ON PETITION FOR REHEARING

PER CURIAM.

Appellant was convicted on four counts: Count I, violation of the Florida RICO (Racketeer Influenced and Corrupt Organization) Act, Sections 943.46-943.465, Florida Statutes (1979); Count II, sale of valium; Count III, sale of valium; and Count VII, attempted possession of valium. The predicate acts constituting the racketeering violation were Counts II, III, and VII. In an opinion filed July 7, 1982, we reversed the conviction on Count VII, but affirmed the judgment in all other respects. Since a conviction on one of the predicate crimes was reversed, appellant contends on petition for rehearing, relying upon United States v. Brown, 583 F.2d 659 (3rd Cir.1978), that we should reverse the conviction for racketeering for a new trial.
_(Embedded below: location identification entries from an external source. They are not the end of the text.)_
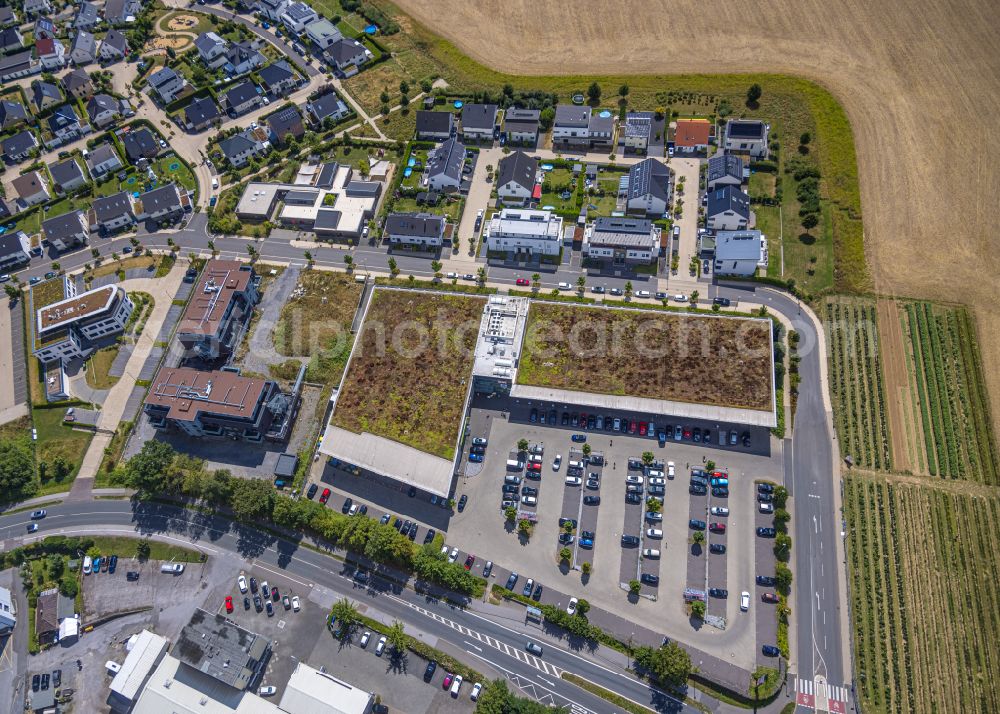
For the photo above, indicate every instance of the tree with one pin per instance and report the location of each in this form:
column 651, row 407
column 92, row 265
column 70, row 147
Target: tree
column 670, row 664
column 346, row 614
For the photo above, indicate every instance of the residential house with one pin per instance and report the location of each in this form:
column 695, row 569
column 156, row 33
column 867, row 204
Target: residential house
column 638, row 131
column 67, row 175
column 346, row 56
column 66, row 231
column 521, row 126
column 328, row 106
column 241, row 98
column 102, row 110
column 622, row 241
column 272, row 9
column 296, row 16
column 240, row 148
column 113, row 47
column 121, row 12
column 84, row 48
column 65, row 124
column 15, row 249
column 728, row 209
column 724, row 170
column 77, row 84
column 479, row 121
column 516, row 178
column 31, row 188
column 692, row 136
column 435, row 126
column 51, row 53
column 19, row 65
column 278, row 78
column 649, row 188
column 323, row 33
column 12, row 114
column 202, row 113
column 419, row 230
column 102, row 160
column 444, row 166
column 11, row 40
column 285, row 122
column 112, row 213
column 34, row 8
column 740, row 252
column 516, row 231
column 140, row 144
column 19, row 146
column 86, row 16
column 167, row 84
column 748, row 135
column 211, row 49
column 163, row 204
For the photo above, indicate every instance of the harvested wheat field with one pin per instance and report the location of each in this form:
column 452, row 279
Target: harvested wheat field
column 920, row 82
column 722, row 361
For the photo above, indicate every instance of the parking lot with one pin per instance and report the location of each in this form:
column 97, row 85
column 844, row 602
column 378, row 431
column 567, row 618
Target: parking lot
column 481, row 527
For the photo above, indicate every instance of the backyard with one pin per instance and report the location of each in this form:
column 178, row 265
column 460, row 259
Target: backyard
column 409, row 374
column 704, row 359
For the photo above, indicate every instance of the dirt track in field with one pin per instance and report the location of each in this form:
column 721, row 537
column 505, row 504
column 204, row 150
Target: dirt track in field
column 920, row 81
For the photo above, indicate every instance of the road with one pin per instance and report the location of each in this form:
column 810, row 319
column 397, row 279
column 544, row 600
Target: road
column 476, row 630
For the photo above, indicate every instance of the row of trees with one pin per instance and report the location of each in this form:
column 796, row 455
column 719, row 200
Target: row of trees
column 158, row 469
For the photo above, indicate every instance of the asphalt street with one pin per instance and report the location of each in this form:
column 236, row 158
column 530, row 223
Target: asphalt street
column 496, row 641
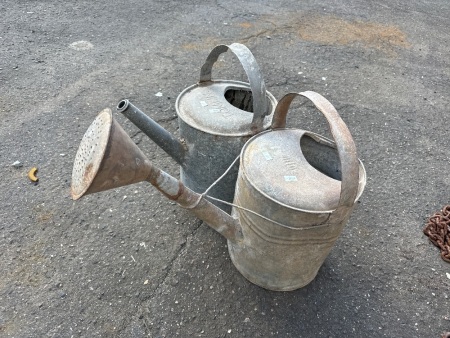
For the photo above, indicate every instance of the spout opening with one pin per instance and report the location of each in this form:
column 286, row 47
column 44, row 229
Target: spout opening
column 240, row 98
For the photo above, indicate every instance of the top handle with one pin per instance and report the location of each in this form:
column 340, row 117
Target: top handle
column 253, row 72
column 344, row 143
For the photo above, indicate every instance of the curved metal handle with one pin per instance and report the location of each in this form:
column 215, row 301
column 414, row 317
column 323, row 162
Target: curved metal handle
column 253, row 72
column 344, row 142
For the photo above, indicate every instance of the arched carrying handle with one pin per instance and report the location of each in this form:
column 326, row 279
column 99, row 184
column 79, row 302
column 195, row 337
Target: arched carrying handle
column 254, row 75
column 344, row 143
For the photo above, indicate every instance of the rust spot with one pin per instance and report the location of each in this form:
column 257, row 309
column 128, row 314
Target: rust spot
column 335, row 31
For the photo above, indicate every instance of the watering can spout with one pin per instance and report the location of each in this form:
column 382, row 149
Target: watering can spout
column 165, row 140
column 107, row 158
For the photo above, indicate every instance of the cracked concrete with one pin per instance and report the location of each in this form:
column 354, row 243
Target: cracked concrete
column 129, row 263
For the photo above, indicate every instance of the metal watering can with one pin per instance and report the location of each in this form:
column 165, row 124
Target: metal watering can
column 216, row 118
column 295, row 192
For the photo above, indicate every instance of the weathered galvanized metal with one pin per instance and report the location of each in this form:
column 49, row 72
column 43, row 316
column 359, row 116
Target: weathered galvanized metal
column 216, row 118
column 305, row 187
column 107, row 158
column 294, row 194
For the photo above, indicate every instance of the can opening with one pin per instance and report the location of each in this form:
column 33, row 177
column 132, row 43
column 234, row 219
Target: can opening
column 321, row 156
column 242, row 99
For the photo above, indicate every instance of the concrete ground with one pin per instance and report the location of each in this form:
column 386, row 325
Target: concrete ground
column 130, row 263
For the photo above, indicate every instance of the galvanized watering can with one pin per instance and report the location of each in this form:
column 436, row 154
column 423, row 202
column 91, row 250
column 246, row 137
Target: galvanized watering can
column 216, row 118
column 294, row 194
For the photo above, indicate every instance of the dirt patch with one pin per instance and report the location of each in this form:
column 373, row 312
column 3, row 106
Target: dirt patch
column 322, row 29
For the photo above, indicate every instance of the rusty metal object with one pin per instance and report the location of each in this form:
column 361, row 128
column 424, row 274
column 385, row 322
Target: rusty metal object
column 216, row 118
column 294, row 194
column 438, row 231
column 107, row 158
column 305, row 186
column 32, row 174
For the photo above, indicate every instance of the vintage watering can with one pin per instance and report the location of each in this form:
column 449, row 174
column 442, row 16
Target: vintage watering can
column 216, row 118
column 295, row 192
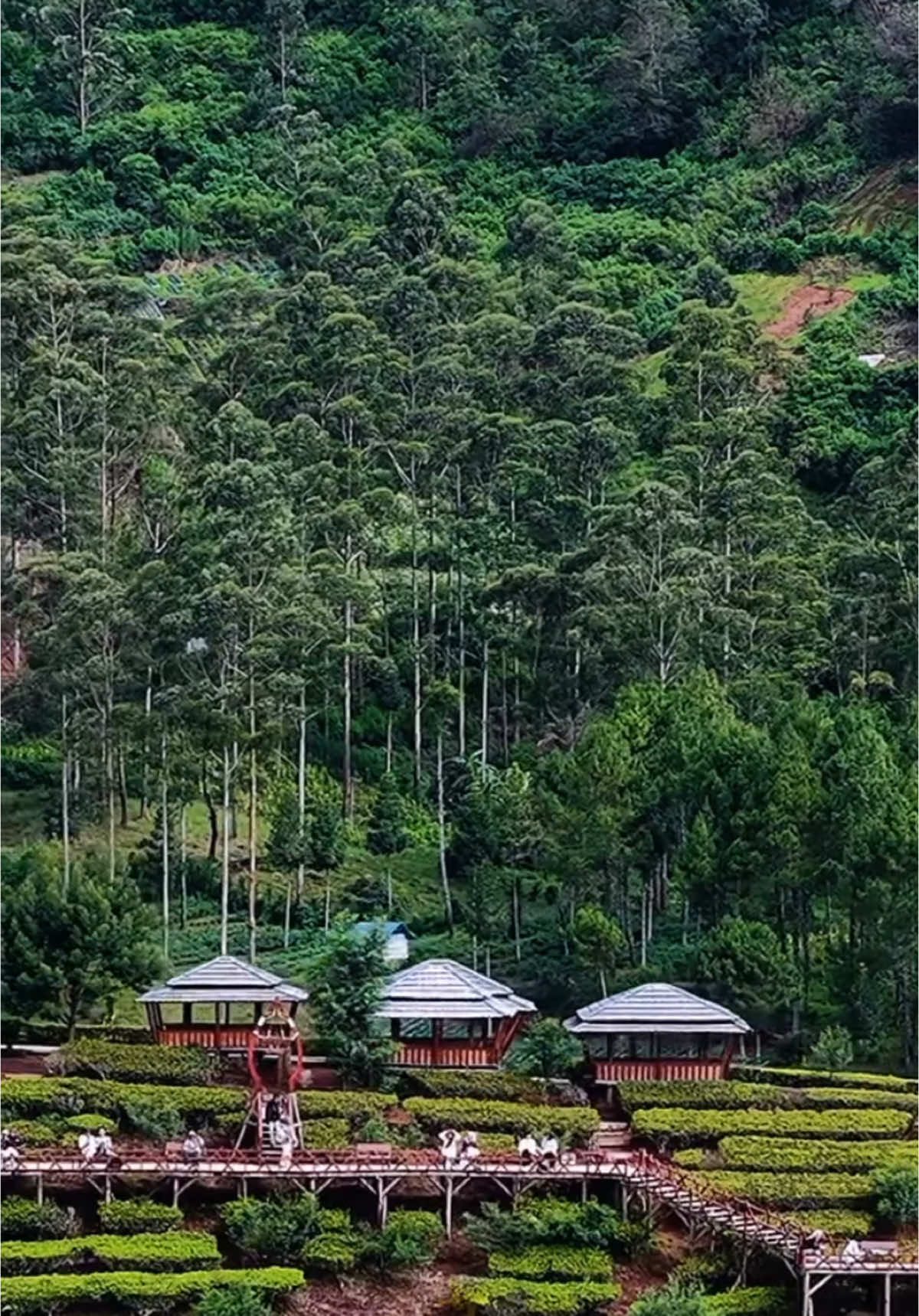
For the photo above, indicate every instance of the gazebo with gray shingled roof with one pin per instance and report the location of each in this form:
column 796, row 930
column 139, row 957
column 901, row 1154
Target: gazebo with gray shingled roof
column 657, row 1030
column 443, row 1014
column 204, row 998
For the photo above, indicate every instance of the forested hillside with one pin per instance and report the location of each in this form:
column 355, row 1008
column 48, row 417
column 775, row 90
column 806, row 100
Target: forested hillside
column 433, row 488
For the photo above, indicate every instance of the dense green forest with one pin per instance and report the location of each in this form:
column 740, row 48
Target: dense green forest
column 406, row 511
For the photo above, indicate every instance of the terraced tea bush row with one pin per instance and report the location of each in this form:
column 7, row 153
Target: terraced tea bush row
column 571, row 1123
column 139, row 1217
column 136, row 1063
column 783, row 1190
column 679, row 1125
column 528, row 1297
column 741, row 1096
column 552, row 1262
column 175, row 1250
column 819, row 1078
column 36, row 1295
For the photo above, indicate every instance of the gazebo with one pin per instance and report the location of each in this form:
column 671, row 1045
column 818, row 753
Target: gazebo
column 443, row 1014
column 657, row 1030
column 201, row 1003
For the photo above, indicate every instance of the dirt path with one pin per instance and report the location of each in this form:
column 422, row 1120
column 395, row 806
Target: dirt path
column 806, row 304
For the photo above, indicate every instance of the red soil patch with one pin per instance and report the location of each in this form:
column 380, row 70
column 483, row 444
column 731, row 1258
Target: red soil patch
column 806, row 304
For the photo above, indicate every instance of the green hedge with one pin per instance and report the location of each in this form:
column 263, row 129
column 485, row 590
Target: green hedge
column 187, row 1066
column 750, row 1301
column 27, row 1219
column 814, row 1154
column 803, row 1190
column 529, row 1298
column 819, row 1078
column 838, row 1224
column 177, row 1250
column 24, row 1295
column 573, row 1123
column 743, row 1096
column 552, row 1262
column 483, row 1085
column 681, row 1125
column 344, row 1105
column 327, row 1133
column 37, row 1096
column 139, row 1216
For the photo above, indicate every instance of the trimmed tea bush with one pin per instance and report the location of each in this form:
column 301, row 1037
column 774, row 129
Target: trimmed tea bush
column 679, row 1125
column 814, row 1154
column 805, row 1190
column 139, row 1217
column 818, row 1078
column 552, row 1262
column 27, row 1219
column 24, row 1295
column 136, row 1063
column 528, row 1297
column 573, row 1123
column 179, row 1250
column 838, row 1224
column 483, row 1085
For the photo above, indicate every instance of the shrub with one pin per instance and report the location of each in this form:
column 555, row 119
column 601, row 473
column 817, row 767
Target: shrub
column 485, row 1085
column 132, row 1063
column 331, row 1253
column 897, row 1191
column 741, row 1153
column 272, row 1228
column 25, row 1219
column 675, row 1299
column 571, row 1123
column 327, row 1133
column 179, row 1250
column 748, row 1301
column 814, row 1190
column 838, row 1224
column 679, row 1125
column 552, row 1262
column 153, row 1120
column 232, row 1301
column 24, row 1295
column 139, row 1217
column 40, row 1096
column 816, row 1078
column 529, row 1298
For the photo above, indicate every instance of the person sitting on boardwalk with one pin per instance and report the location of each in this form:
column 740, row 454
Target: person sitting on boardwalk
column 450, row 1145
column 549, row 1151
column 469, row 1149
column 192, row 1148
column 528, row 1149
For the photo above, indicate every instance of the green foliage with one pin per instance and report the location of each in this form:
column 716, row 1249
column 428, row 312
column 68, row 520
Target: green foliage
column 186, row 1065
column 272, row 1229
column 531, row 1298
column 139, row 1216
column 805, row 1190
column 28, row 1294
column 552, row 1262
column 25, row 1219
column 545, row 1049
column 571, row 1123
column 832, row 1050
column 684, row 1127
column 182, row 1250
column 897, row 1191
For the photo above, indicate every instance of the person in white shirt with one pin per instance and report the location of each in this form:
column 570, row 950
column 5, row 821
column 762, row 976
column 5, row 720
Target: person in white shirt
column 528, row 1148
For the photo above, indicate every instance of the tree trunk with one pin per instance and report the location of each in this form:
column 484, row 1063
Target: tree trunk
column 441, row 832
column 165, row 825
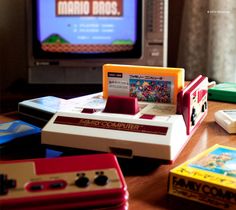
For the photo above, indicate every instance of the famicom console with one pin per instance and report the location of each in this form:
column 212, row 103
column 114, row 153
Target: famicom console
column 78, row 182
column 143, row 111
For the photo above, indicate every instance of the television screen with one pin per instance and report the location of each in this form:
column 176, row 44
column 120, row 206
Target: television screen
column 87, row 28
column 69, row 41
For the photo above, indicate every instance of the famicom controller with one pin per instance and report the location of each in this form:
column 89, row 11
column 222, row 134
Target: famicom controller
column 192, row 103
column 81, row 182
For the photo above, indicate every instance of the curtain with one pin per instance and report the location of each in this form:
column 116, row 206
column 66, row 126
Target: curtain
column 208, row 39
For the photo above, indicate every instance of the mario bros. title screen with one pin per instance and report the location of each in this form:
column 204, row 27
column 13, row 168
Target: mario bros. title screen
column 86, row 25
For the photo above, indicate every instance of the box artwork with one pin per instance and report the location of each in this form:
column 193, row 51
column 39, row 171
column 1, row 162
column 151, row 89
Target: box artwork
column 209, row 178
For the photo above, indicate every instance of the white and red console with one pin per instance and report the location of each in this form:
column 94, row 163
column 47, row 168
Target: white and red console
column 78, row 182
column 131, row 126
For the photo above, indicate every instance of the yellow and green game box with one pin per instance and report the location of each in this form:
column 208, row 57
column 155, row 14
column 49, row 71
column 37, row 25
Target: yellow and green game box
column 208, row 178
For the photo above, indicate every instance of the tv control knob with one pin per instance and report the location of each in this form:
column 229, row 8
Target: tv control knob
column 6, row 184
column 82, row 181
column 101, row 179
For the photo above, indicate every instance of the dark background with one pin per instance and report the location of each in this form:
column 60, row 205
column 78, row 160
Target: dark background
column 13, row 57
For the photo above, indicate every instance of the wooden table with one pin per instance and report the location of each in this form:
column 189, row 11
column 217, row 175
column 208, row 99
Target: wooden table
column 148, row 180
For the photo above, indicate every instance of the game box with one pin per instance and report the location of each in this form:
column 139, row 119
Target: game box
column 208, row 178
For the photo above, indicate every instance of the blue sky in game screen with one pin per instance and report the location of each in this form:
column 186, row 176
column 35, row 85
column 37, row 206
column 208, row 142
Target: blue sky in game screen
column 87, row 29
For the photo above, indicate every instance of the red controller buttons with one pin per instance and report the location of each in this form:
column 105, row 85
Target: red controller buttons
column 101, row 179
column 82, row 181
column 147, row 116
column 6, row 184
column 46, row 185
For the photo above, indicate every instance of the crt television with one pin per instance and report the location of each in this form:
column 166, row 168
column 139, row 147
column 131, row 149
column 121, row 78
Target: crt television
column 70, row 40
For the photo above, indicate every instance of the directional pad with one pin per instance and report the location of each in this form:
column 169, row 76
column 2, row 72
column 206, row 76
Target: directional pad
column 6, row 184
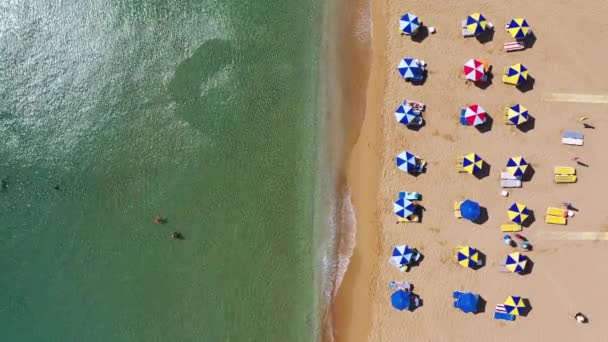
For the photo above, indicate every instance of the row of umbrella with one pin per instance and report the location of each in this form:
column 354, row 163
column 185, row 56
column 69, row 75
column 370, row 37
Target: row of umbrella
column 475, row 114
column 469, row 302
column 477, row 70
column 475, row 23
column 469, row 257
Chapter 943, Florida Statutes (1979), defines the crime of racketeering activity and provides that, in order to convict one of such crime, there must be a pattern of criminal activity, which means engaging in at least two incidents of racketeering conduct. Appellant was charged with three such predicate acts, two of which were sufficient to be considered by the jury. The fact that the jury considered three such acts and a conviction on one of those was reversed because of insufficient evidence does not take away from the fact that the Florida statutory requirements were met. Brown does stand for the proposition, in such circumstances, that a new trial should be awarded on the racketeering count. We, however, disagree with the Brown holding and choose to follow the contrary holding of United States v. Peacock, 654 F.2d 339 (5th Cir.1981). See, too, United States v. Parness, 503 F.2d 430 (2d Cir.1974).

Accordingly, the petition for rehearing is denied.

DOWNEY and HERSEY, JJ., concur.

ANSTEAD, J., dissents in part and concurs in part with opinion.

*16 ANSTEAD, Judge, dissenting in part and concurring in part:

I would grant the petition for rehearing to the extent of directing that appellant be granted a new trial on his conviction for racketeering, since we have reversed appellant's conviction for one of the predicate crimes that the jury may have relied on in convicting the appellant of racketeering. U.S. v. Brown, 583 F.2d 659 (3d Cir.1978).